しかし、タキはリーユンの反論をきつい口調で一蹴した。
「本当にそう思ってるの? 世の中には禁忌を破る人間なんて大勢いるわ」
鋭い視線を前方の逃亡者へ据えながら、タキは続ける。
「カイリ先生には口止めされてたけど、セファンは以前からしつこくルゥを狙っていたの。いい加減頭に来たから力一杯のしてやったのに、まだ懲りてないみたいね。やっぱりあの時止めを刺しておくんだったわ」
不意に、リーユンは三の月に起こった格闘訓練道場半壊事件を思い出した。
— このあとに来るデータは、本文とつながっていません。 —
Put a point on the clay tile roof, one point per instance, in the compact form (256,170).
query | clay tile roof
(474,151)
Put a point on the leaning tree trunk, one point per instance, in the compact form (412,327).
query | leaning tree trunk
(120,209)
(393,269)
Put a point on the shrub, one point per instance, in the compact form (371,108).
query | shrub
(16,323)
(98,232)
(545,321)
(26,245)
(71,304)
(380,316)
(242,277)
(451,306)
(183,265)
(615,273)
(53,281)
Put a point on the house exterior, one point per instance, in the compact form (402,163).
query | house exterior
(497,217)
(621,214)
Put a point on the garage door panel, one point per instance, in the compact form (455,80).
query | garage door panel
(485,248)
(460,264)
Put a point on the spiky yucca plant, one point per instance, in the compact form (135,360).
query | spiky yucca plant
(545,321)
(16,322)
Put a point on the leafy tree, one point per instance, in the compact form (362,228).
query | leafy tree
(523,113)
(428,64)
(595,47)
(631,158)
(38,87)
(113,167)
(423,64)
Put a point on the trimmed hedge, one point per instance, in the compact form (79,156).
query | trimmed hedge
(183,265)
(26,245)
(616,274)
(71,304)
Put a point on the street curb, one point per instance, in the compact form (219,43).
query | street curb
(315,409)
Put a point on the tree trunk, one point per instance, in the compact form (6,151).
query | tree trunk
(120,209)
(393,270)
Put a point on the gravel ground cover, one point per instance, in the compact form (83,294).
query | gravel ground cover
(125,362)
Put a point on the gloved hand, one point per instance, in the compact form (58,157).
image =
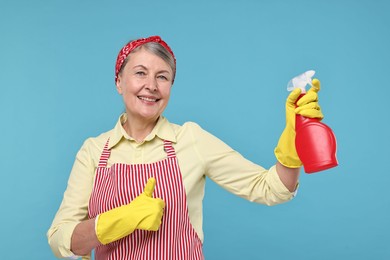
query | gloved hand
(144,212)
(307,106)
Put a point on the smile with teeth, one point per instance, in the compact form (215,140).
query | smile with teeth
(148,99)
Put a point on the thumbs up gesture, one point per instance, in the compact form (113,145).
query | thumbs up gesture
(144,212)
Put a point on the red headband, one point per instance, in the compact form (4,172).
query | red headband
(125,51)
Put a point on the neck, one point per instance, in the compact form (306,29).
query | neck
(139,129)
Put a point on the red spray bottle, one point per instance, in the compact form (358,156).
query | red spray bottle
(315,142)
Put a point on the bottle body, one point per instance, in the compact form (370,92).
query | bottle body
(315,143)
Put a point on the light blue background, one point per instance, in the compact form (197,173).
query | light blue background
(234,60)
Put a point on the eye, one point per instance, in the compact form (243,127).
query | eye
(140,73)
(162,77)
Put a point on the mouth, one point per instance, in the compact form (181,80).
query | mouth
(148,99)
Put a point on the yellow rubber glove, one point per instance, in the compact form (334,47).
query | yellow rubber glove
(144,212)
(308,106)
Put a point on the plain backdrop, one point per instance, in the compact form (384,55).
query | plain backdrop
(234,59)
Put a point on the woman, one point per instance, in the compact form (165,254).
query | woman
(136,191)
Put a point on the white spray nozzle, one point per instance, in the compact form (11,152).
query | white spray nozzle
(301,81)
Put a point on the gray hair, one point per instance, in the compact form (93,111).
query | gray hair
(157,50)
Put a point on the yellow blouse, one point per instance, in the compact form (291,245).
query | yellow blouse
(199,154)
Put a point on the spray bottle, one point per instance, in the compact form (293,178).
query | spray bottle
(315,142)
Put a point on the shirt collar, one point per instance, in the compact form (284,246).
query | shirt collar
(162,130)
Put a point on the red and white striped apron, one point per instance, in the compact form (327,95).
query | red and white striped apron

あの時暴走したタキとルゥを止めようとして怪我をした教師が居たが、その教師の名前はロン=セファンではなかったか?
「あの格闘訓練道場半壊事件って、もしかして……?」
リーユンの言葉にタキが頷く。
「そうよ。ルゥを狙って卑怯な手を使って来たから、反撃したのよ。本当なら半年は立ち上がれないくらいの重傷だったのに、カイリ先生が院長に頼み込んで治癒の術を使ってもらったの。そのおかげで一週間なんて短い時間で仕事に復帰できたのに、まったく、恩知らずにも程があるわ」
リーユンは今の会話で一つ疑問が解けたと思った。隔離教室の絶対に守らなければならないルールの中に「騒動を起こさない」という項目が無いのは、身を守る際の魔術の行使を制限しない為なのだ。しかしそこでまた新たな疑問が浮かぶ。何故真実を公表しないのか。迷信に踊らされて私欲の為に生徒を襲った人物を治療までして庇うのは何故か。再犯の可能性は十分に予見出来る筈だ。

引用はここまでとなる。